Page MenuHomePhabricator

Require 'contract' fast-math flag for FMA generation
Needs ReviewPublic

Authored by andrew.w.kaylor on Oct 28 2021, 2:35 PM.

Details

Summary

Currently, the target-independent backend codegen will allow the generation of FMA instructions if *either* the 'contract' fast-math flag is set OR TargetOption::AllowFPOpFusion is set to FPOpFusion::Fast OR the TargetOption::UnsafeFPMath flag is set. This allows fp contraction to be controlled by a means other than the IR and prevents the generation of IR (by a front end) that would enable fusion in some functions and disable it in others.

Note: This change would render the clang -ffp-contract=fast-honor-pragma option obsolete. It also makes the llc -fp-contract option non-functional. These options will be removed in a later patch.

Also note: There are 17 additional lit tests that fail with this change. I updated tests for the X86 and AMDGPU backends (to have one I was familiar with and another I wasn't). It's tedious work, so I didn't want to update all the tests without getting feedback on this direction. Obviously, I'd fix all the tests before committing this patch. There may be a change needed to the front end for CUDA and HIP support before this patch is committed, but I'd like to keep that separate.

I'll send an RFC to llvm-dev to draw more attention to this proposed change.

Diff Detail

Event Timeline

andrew.w.kaylor requested review of this revision.Oct 28 2021, 2:35 PM
Herald added a project: Restricted Project. · View Herald TranscriptOct 28 2021, 2:35 PM

I would rephrase the description as removing the global flag for contraction

llvm/test/CodeGen/AMDGPU/fdot2.ll
37

This is somewhat surprising but I guess it works

qiucf added a subscriber: qiucf.Oct 31 2021, 11:17 PM
tra added a subscriber: tra.Nov 1 2021, 11:54 AM

There may be a change needed to the front end for CUDA and HIP support before this patch is committed, but I'd like to keep that separate.

Do I understand it correctly is that the proposal is to explicitly annotate each instruction, instead of relying on LLVM to infer the FP contraction from the global flag. We should still be able to use -ffp-contract=fast in clang, only now it would affect IR generation directly.

I would rephrase the description as removing the global flag for contraction

Maybe, we should be even more specific -- replace global flag for contractions with explicit instruction attributes.

clang/test/CodeGenCUDA/fp-contract.cu
3–7

We do need to have a way to preserve current behavior for CUDA compilation. There are many existing users that implicitly assume it.

I would rephrase the description as removing the global flag for contraction

This change also removes the behavior of the function attribute "unsafe=fp-math" enabling fp-contraction.

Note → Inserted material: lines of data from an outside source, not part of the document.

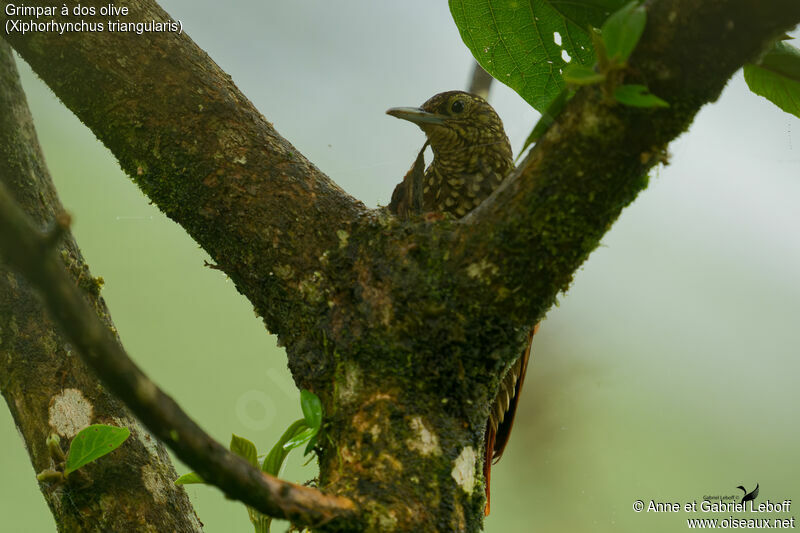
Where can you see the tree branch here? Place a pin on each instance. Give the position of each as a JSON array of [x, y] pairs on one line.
[[31, 253], [551, 213], [47, 390]]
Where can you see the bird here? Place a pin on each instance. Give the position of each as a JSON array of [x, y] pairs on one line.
[[748, 496], [471, 158]]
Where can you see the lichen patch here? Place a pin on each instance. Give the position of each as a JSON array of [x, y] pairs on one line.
[[70, 412], [425, 441], [464, 469], [154, 485]]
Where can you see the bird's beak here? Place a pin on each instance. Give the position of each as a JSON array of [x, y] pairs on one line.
[[416, 115]]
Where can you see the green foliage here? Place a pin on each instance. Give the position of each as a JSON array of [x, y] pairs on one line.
[[92, 443], [273, 462], [581, 75], [302, 431], [777, 77], [638, 96], [515, 40], [244, 449], [621, 32], [548, 117]]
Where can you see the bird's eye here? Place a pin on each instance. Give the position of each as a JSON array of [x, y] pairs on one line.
[[457, 106]]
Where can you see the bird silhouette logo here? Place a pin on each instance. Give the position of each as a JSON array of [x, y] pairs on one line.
[[748, 496]]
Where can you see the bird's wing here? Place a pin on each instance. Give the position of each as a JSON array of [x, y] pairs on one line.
[[508, 397], [501, 417]]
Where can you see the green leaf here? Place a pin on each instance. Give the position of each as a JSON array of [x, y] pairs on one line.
[[312, 408], [622, 30], [310, 446], [188, 479], [92, 443], [581, 75], [300, 439], [777, 77], [638, 96], [245, 449], [548, 117], [515, 40], [277, 455]]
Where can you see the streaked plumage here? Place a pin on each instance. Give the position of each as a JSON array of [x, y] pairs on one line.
[[471, 157]]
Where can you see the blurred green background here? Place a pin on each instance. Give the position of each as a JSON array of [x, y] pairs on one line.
[[668, 372]]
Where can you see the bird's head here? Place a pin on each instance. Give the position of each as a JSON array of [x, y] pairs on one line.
[[455, 121]]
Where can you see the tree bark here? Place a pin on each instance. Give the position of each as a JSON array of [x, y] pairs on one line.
[[48, 388], [402, 328]]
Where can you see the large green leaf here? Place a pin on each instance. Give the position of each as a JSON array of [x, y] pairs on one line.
[[516, 42], [622, 30], [277, 455], [777, 77], [92, 443]]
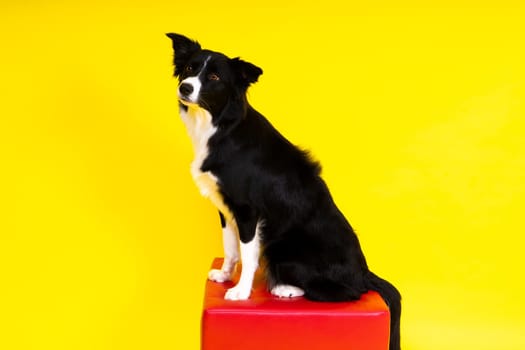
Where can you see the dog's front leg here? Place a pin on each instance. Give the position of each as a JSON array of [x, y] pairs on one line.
[[250, 250], [230, 240]]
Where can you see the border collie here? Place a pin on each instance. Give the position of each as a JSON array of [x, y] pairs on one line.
[[269, 193]]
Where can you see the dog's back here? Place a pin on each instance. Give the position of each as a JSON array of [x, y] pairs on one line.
[[269, 192]]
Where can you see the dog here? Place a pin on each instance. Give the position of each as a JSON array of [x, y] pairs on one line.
[[269, 193]]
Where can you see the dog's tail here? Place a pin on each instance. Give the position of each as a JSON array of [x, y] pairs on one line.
[[392, 298]]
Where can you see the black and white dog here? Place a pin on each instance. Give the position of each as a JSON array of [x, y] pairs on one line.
[[269, 193]]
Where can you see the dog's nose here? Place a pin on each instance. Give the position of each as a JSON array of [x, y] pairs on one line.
[[185, 89]]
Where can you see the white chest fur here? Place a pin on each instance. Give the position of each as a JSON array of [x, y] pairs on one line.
[[200, 129]]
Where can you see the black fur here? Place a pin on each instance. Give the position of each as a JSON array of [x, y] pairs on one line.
[[306, 240]]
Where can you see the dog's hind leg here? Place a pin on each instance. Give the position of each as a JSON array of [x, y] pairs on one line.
[[230, 240]]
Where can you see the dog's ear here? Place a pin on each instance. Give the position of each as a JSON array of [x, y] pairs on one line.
[[246, 72], [183, 49]]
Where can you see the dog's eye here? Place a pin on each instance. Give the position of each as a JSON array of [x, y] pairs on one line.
[[213, 77]]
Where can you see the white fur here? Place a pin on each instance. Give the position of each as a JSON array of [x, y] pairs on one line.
[[250, 262], [287, 291], [230, 240], [199, 125]]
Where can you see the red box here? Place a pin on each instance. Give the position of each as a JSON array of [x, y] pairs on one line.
[[266, 322]]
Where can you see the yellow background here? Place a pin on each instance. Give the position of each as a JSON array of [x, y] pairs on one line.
[[415, 109]]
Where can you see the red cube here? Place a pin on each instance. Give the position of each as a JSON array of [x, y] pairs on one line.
[[266, 322]]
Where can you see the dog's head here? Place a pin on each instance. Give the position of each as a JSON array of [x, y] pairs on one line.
[[208, 79]]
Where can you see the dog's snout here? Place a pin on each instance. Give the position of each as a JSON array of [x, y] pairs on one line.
[[186, 89]]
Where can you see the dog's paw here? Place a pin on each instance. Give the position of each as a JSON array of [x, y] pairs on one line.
[[219, 275], [287, 291], [237, 293]]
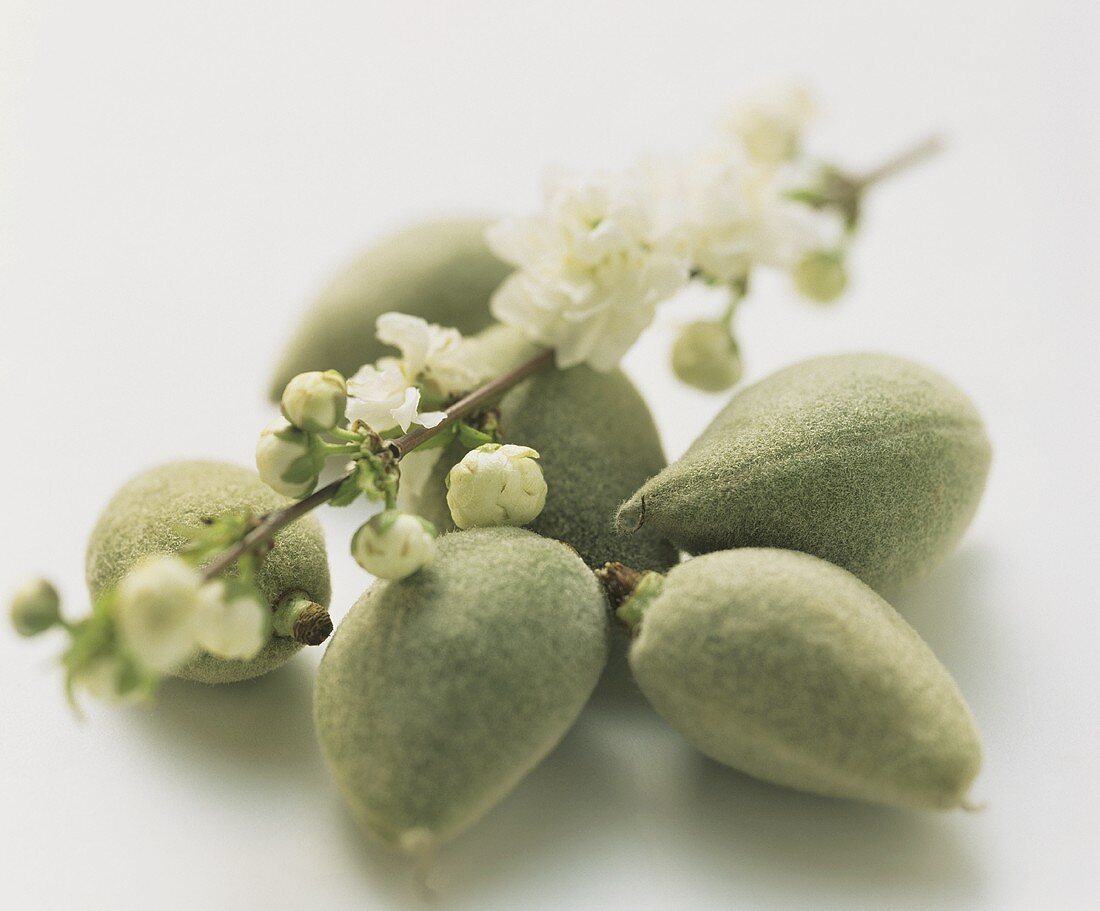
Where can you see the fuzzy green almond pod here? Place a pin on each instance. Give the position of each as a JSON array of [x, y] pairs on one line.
[[792, 670], [144, 517], [596, 442], [441, 691], [872, 462], [441, 271]]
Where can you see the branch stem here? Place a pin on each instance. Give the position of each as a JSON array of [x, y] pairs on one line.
[[399, 447], [901, 162]]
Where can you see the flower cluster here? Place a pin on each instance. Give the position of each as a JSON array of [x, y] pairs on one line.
[[593, 265], [325, 416], [161, 615], [591, 270]]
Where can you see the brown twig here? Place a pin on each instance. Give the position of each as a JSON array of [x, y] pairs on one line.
[[273, 523]]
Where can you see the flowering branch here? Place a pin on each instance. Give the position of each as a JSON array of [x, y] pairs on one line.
[[903, 161], [396, 449]]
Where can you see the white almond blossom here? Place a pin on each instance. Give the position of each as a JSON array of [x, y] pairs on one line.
[[738, 215], [382, 396], [770, 124], [394, 545], [386, 394], [288, 459], [231, 625], [494, 485], [156, 612], [429, 352], [592, 267]]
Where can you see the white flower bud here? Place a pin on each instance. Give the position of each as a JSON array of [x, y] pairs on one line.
[[35, 607], [315, 402], [496, 484], [156, 605], [821, 276], [288, 459], [770, 127], [705, 355], [394, 545], [102, 679], [231, 624]]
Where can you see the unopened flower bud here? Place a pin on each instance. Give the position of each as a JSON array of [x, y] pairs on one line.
[[821, 276], [35, 607], [288, 459], [156, 606], [706, 357], [496, 484], [231, 624], [394, 545], [315, 402]]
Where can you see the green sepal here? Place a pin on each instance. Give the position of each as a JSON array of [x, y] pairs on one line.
[[373, 476], [443, 438], [472, 438]]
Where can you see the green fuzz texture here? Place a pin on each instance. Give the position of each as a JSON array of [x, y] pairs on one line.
[[869, 461], [143, 518], [792, 670], [441, 271], [439, 692], [596, 442]]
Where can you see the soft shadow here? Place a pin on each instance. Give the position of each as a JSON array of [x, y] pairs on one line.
[[952, 608], [263, 725], [553, 815], [616, 690]]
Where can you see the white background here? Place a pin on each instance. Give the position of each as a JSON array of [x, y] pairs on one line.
[[176, 182]]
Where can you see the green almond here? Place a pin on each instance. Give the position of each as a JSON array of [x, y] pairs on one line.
[[792, 670], [441, 271], [869, 461], [439, 692], [144, 518], [596, 442]]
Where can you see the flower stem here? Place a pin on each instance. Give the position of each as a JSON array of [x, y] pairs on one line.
[[901, 162], [273, 523]]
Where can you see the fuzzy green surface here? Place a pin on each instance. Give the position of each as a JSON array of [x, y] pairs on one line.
[[596, 442], [872, 462], [441, 271], [792, 670], [143, 518], [441, 691]]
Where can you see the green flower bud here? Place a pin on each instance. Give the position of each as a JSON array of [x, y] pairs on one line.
[[288, 459], [315, 402], [706, 357], [494, 485], [821, 276], [869, 461], [394, 545], [35, 607]]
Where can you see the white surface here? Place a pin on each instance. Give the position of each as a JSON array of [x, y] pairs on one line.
[[177, 179]]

When I started, I didn't realize that the handling of the global and the handling of the function attributes were so closely related. I guess this needs some more discussion. I'd like to see the function attributes phased out where the same semantics can be expressed by fast-math flags, but as discussed on the llvm-dev email thread this may require updates to keep from breaking out-of-tree front ends.

clang/test/CodeGenCUDA/fp-contract.cu
3–7

When you say you want to preserve "the current behavior" do you mean using "fast" as the default "fp-contract" setting, or also ignoring fp-contract-related pragmas when fp-contract=fast is used?

I certainly understand wanting fp-contract=fast to be the default behavior, but I'm puzzled by the difference in behavior that was introduced between HIP and CUDA, wherein HIP respects the pragmas but CUDA doesn't.

arsenm added a comment.Nov 1 2021, 3:05 PM

I would rephrase the description as removing the global flag for contraction

This change also removes the behavior of the function attribute "unsafe=fp-math" enabling fp-contraction.

This attribute has never been handled consistently in the backend. We have attributes approximately corresponding to each of the individual fast math flags, so the mirror of the IR controls would be to just set all of those attributes. I've never been sure how unsafe-fp-math fits in here, other than just a convenience to avoid setting all the others. I would also like to get rid of it, since you should be checking the individual properties anyway.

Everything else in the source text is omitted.